Le bibite light o senza zuccheri sono una soluzione?
La sottrazione degli zuccheri semplici alle bibite comuni è una metodologia molto diffusa. Ma anche queste bibite possono avere gli stessi effetti collaterali di quelle non light. È stato sperimentato sui topi che alla lunga il consumo esagerato di bevande light è comunque correlato con l’aumento di peso. Si è visto infatti, come documentato da The Lancet, che il sapore dolce di queste bibite crea nell’organismo dei topi l’aspettativa della assunzione di zuccheri.

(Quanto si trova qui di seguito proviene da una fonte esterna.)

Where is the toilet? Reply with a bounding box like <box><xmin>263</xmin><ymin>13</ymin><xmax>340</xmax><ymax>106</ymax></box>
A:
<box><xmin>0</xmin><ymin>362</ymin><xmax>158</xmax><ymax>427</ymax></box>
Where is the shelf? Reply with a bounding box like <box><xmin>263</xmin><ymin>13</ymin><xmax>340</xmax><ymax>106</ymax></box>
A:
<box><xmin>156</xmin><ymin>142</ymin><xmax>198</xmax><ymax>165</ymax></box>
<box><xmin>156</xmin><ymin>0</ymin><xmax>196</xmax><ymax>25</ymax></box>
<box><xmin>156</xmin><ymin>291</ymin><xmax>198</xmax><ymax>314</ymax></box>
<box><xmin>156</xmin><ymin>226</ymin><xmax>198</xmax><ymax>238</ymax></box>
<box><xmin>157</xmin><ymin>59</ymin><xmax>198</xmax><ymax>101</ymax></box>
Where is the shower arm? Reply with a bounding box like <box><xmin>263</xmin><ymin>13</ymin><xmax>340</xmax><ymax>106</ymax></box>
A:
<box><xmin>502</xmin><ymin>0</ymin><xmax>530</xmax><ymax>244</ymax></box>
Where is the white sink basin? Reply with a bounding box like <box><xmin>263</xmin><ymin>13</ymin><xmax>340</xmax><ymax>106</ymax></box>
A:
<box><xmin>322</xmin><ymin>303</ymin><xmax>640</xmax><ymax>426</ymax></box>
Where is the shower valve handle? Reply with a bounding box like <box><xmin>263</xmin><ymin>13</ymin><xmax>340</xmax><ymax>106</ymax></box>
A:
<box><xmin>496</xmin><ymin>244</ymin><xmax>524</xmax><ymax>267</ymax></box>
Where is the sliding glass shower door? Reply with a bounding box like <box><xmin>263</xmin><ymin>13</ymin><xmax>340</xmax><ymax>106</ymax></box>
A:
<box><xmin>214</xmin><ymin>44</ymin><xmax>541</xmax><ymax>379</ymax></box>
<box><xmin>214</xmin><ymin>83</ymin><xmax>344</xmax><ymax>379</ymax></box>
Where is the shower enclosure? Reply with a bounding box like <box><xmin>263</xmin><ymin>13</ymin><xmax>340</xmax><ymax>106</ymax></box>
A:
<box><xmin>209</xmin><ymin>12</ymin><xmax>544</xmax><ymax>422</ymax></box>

E, poiché questi zuccheri non arrivano, il nostro corpo cerca comunque di compensare con l’assunzione di calorie da altre fonti. Se, ad esempio, bevo un’aranciata light, è probabile che dopo mangerò del cioccolato. Si chiama effetto paradosso. Questo, però, è stato solo sperimentato sui topi. Degli uomini ancora si sa poco…
Quindi è giusto tassare i cibi dannosi alla nostra salute come le bibite zuccherate?
Credo che sia una misura giusta. Perché il basso costo del cibo spazzatura, soprattutto in un periodo di crisi come questo, porta a consumarne tanto e a preferirlo al cibo di qualità. È un intervento che è stato già fatto in altri Paesi in cui la popolazione è infatti mediamente più magra di noi. Ma la tassazione da sola non basta. A fianco a questo intervento, servono interventi per l’adozione di nuovi stili di vita alimentari. Per esempio, se tassi il junk food, devi però rendere gratuito il certificato medico per l’attività fisica non agonistica. In questo modo si facilita la pratica di attività sportive. Questo perché non è importante solo il conto delle calorie, ma alla base c’è una corretta educazione alimentare che eviti la tendenza, presente nella nostra popolazione, dell’aumento dei sovrappeso e degli obesi. Questo è un approccio di tipo multidisciplinare.
In questo senso, nell’acquisizione delle giuste abitudini alimentari c’è un coinvolgimento non solo del soggetto singolo ma anche del sociale.
Certo,è proprio in questa direzione che ho condotto uno studio, in collaborazione con Antonio Siani, convolgendo anche Comuni e scuole del territorio campano (dove esiste la maggiore percentuale di obesità infantile, ndr) per favorire la modifica dei comportamenti alimentari e degli stili di vita. Siamo in attesa di avere i risultati per poter documentare che peso abbia il contesto sociale nell’educazione alimentare dei bambini.